Firing Your Real Estate Agent

photo by m01229

USA Today quoted me in How (And When) To Fire Your Real Estate Agent. It opens,

Breaking up is hard to do. Add a house and tens of thousands of dollars into the mix, and it can get downright ugly.

Unlike romantic entanglements, though, breaking up with your real estate agent as a seller if you’re not getting the service or the results promised doesn’t have to be dramatic. Here’s what you can do early on to minimize the damage — and how to handle the situation if, alas, you do come to irreconcilable differences.

When you first enlist an agent

Review your contract closely. Many real estate agents require their clients to sign an exclusive representation agreement, which is essentially an employment contract, says Brian Pendergraft, a real estate attorney in Greenbelt, Md.

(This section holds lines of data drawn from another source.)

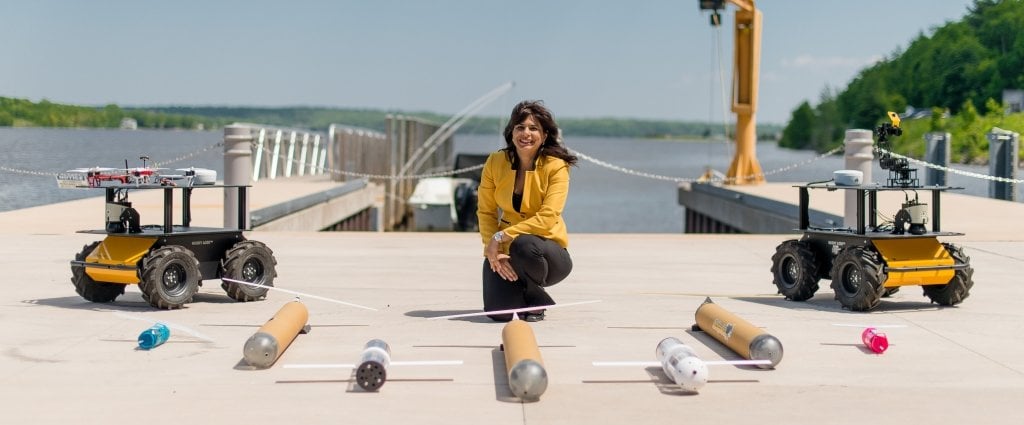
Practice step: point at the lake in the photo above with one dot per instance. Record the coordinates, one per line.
(601, 200)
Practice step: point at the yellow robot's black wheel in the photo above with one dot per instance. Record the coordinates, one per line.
(169, 277)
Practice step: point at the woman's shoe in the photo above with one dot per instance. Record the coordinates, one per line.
(532, 316)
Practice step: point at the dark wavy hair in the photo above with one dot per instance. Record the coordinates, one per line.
(552, 144)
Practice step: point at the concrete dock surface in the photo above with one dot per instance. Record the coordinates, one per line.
(65, 359)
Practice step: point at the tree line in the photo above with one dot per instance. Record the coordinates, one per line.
(956, 75)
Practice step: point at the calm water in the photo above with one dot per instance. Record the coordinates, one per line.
(600, 200)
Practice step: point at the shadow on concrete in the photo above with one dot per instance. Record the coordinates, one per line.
(826, 302)
(439, 313)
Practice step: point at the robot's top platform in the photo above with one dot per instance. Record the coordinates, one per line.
(875, 186)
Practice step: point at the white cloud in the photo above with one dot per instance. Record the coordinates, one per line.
(811, 62)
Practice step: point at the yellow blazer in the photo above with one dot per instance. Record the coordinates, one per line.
(544, 196)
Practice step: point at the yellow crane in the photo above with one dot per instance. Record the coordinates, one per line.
(745, 64)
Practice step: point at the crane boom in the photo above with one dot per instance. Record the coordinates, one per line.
(744, 168)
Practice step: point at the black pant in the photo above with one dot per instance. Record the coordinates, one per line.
(539, 262)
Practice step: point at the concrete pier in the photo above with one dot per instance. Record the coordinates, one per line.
(64, 359)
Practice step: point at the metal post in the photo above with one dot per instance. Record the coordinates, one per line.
(314, 156)
(291, 155)
(1003, 146)
(858, 156)
(302, 154)
(937, 152)
(258, 162)
(276, 155)
(238, 170)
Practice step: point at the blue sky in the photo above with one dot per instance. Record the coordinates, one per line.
(649, 59)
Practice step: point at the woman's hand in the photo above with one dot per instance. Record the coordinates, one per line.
(500, 262)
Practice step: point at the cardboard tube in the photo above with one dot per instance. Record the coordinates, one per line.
(747, 340)
(527, 379)
(263, 348)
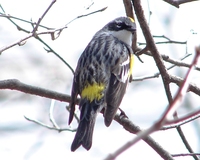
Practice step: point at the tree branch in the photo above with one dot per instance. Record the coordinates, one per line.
(15, 84)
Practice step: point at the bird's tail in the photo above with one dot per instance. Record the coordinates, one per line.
(85, 129)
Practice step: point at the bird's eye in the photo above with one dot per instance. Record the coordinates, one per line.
(118, 24)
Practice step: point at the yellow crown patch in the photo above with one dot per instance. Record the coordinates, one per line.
(132, 20)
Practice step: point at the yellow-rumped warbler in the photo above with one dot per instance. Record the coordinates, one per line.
(101, 77)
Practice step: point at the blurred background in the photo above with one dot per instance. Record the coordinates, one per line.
(144, 101)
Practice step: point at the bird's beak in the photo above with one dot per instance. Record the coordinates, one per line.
(132, 28)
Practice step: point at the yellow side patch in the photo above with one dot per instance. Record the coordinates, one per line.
(93, 91)
(132, 20)
(131, 64)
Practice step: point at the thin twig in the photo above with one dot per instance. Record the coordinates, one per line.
(47, 126)
(40, 19)
(15, 84)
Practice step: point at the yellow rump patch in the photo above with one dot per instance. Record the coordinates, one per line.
(131, 64)
(132, 20)
(93, 91)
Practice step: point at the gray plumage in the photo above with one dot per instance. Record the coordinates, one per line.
(104, 65)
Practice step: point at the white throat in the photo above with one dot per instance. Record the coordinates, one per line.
(123, 35)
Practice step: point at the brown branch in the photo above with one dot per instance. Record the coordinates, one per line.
(40, 19)
(15, 84)
(132, 128)
(152, 47)
(178, 81)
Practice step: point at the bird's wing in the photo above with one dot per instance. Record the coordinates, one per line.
(74, 94)
(118, 82)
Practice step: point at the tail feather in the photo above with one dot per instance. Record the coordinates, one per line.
(85, 129)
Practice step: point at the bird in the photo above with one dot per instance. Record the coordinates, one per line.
(101, 76)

These contracts spell out how the client and real estate agent will each uphold their end of the deal, and they tend to be worded to protect the agent’s interests, says David Reiss, a law professor at Brooklyn Law School in Brooklyn, New York.

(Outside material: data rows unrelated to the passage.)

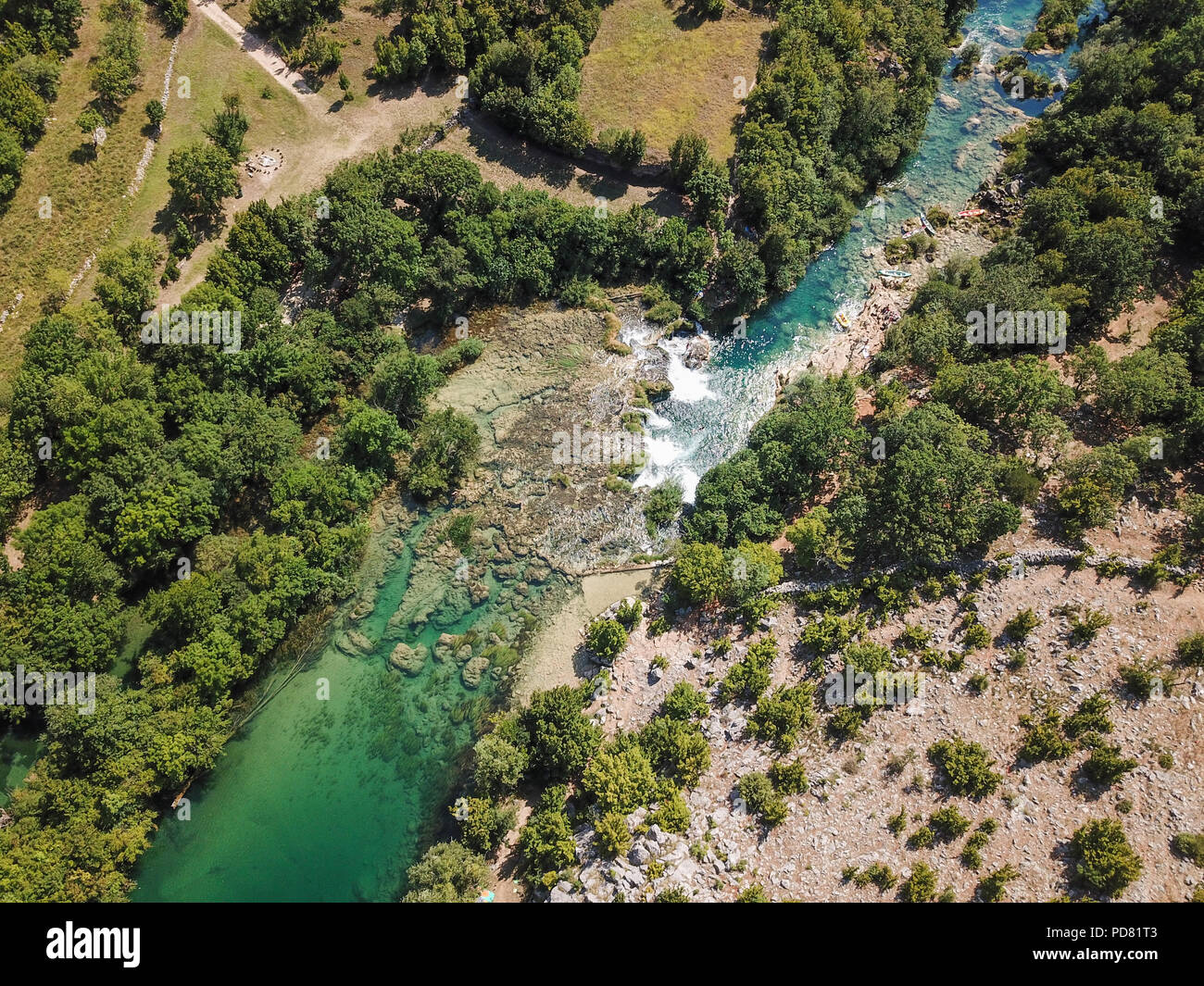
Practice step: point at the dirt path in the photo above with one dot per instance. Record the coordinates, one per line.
(261, 51)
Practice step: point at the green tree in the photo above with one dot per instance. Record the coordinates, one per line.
(1102, 857)
(448, 873)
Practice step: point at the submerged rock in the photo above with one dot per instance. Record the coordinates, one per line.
(408, 658)
(697, 352)
(473, 670)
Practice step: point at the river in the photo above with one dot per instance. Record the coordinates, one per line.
(332, 798)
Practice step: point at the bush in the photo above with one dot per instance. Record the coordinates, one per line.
(546, 841)
(761, 798)
(156, 112)
(920, 888)
(749, 678)
(844, 725)
(966, 766)
(992, 886)
(630, 614)
(1091, 717)
(1102, 857)
(613, 836)
(1191, 650)
(483, 824)
(779, 717)
(1144, 680)
(498, 765)
(448, 443)
(1022, 624)
(1044, 740)
(789, 778)
(949, 824)
(448, 873)
(699, 573)
(1190, 846)
(672, 815)
(922, 838)
(606, 638)
(621, 777)
(1106, 765)
(685, 702)
(562, 740)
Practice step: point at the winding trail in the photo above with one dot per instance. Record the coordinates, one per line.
(260, 49)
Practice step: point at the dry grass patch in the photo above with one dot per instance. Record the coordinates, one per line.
(658, 68)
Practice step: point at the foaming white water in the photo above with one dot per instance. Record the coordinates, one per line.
(689, 385)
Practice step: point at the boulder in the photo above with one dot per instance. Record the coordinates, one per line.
(697, 352)
(473, 670)
(408, 658)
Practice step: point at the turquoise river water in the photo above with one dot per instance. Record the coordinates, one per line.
(332, 800)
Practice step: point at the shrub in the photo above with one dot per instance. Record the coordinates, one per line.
(949, 824)
(966, 766)
(621, 777)
(1190, 845)
(914, 637)
(1091, 717)
(677, 749)
(546, 841)
(992, 886)
(761, 800)
(672, 815)
(789, 778)
(1144, 680)
(156, 113)
(606, 638)
(922, 838)
(1086, 628)
(448, 873)
(976, 636)
(561, 738)
(749, 678)
(1103, 860)
(1044, 740)
(699, 573)
(1022, 624)
(685, 702)
(844, 725)
(1106, 765)
(498, 765)
(1191, 650)
(630, 614)
(779, 717)
(920, 888)
(483, 824)
(612, 834)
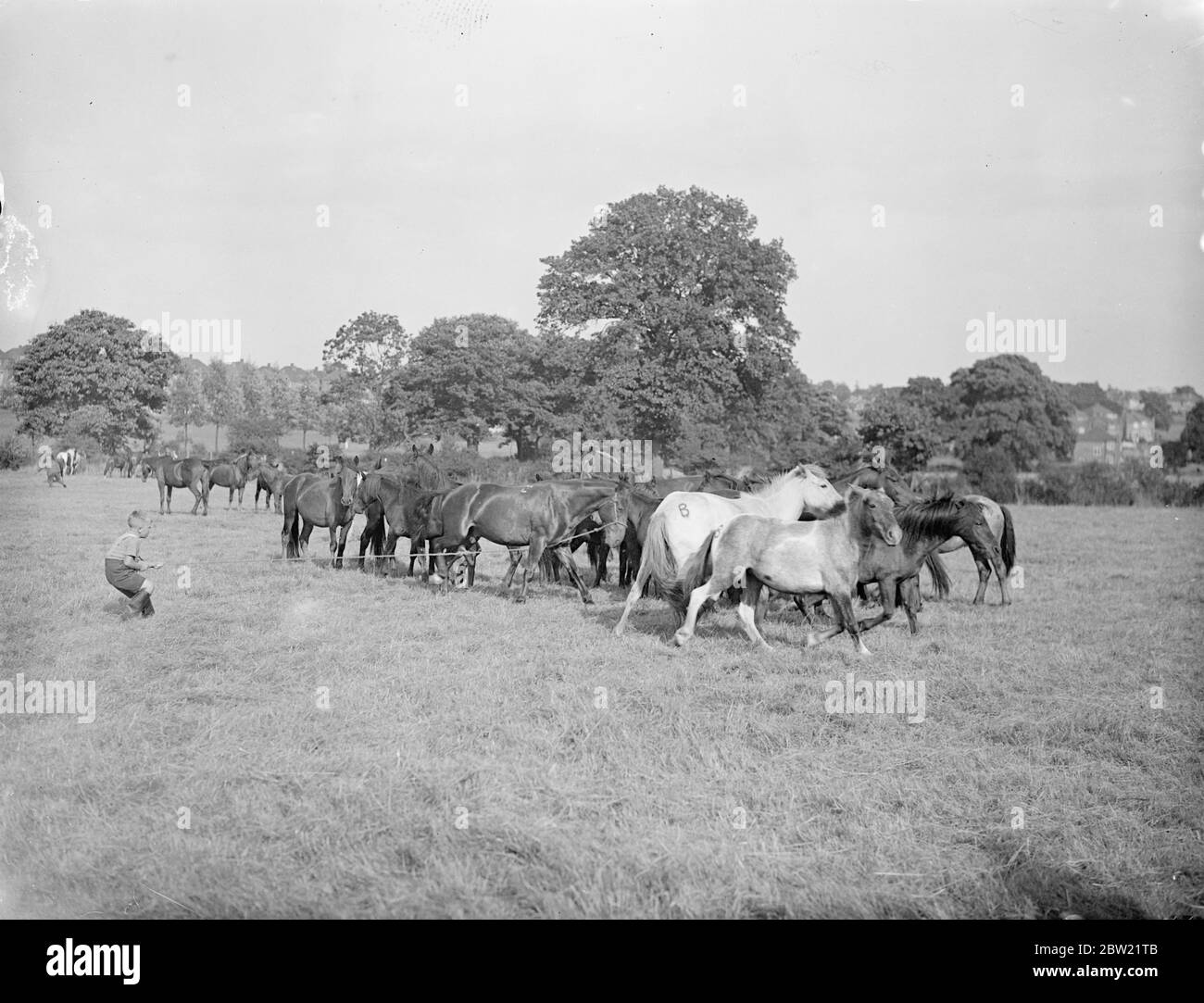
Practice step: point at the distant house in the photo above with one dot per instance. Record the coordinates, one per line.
(1138, 426)
(1098, 418)
(1181, 402)
(1174, 433)
(1097, 446)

As a seller, you’ll want to ensure the contract covers your rights, too. This includes outlining exactly how your agent will market your home, and a plan to generate enough showings within a set timeframe so that you’ll have a legal leg to stand on for early termination, Reiss says.

Understand your options for termination from the get-go. There are a few ways to call it quits with your agent, but the win-win situation is a no-penalty termination in which neither party is penalized if the relationship ends prematurely, says Bruce Ailion, a Realtor and attorney in Atlanta. Include this detail in your contract.

If things go sour

Consider what constitutes a fireable offense. If you’re upset with your agent about sales strategy, lack of communication or poor service, those are issues that are unlikely to be resolved easily, Ailion says. Or perhaps you’re worried that your agent is in murky legal waters, such as refusing to show your home to people from certain protected groups or failing to share a property disclosure with buyers. Report these issues immediately to the agent’s broker of record, who is responsible for the real estate agents in a brokerage, Ailion says.

Put it in writing. If your agreement is in writing, you have to get out of it in writing even if there’s no specific expiration date, Pendergraft says. Write a letter or email to your agent requesting to part ways. If you get no response, hire an attorney to write a demand letter for you, Pendergraft says. This shows you mean business — at a fraction of the cost to take the issue to court.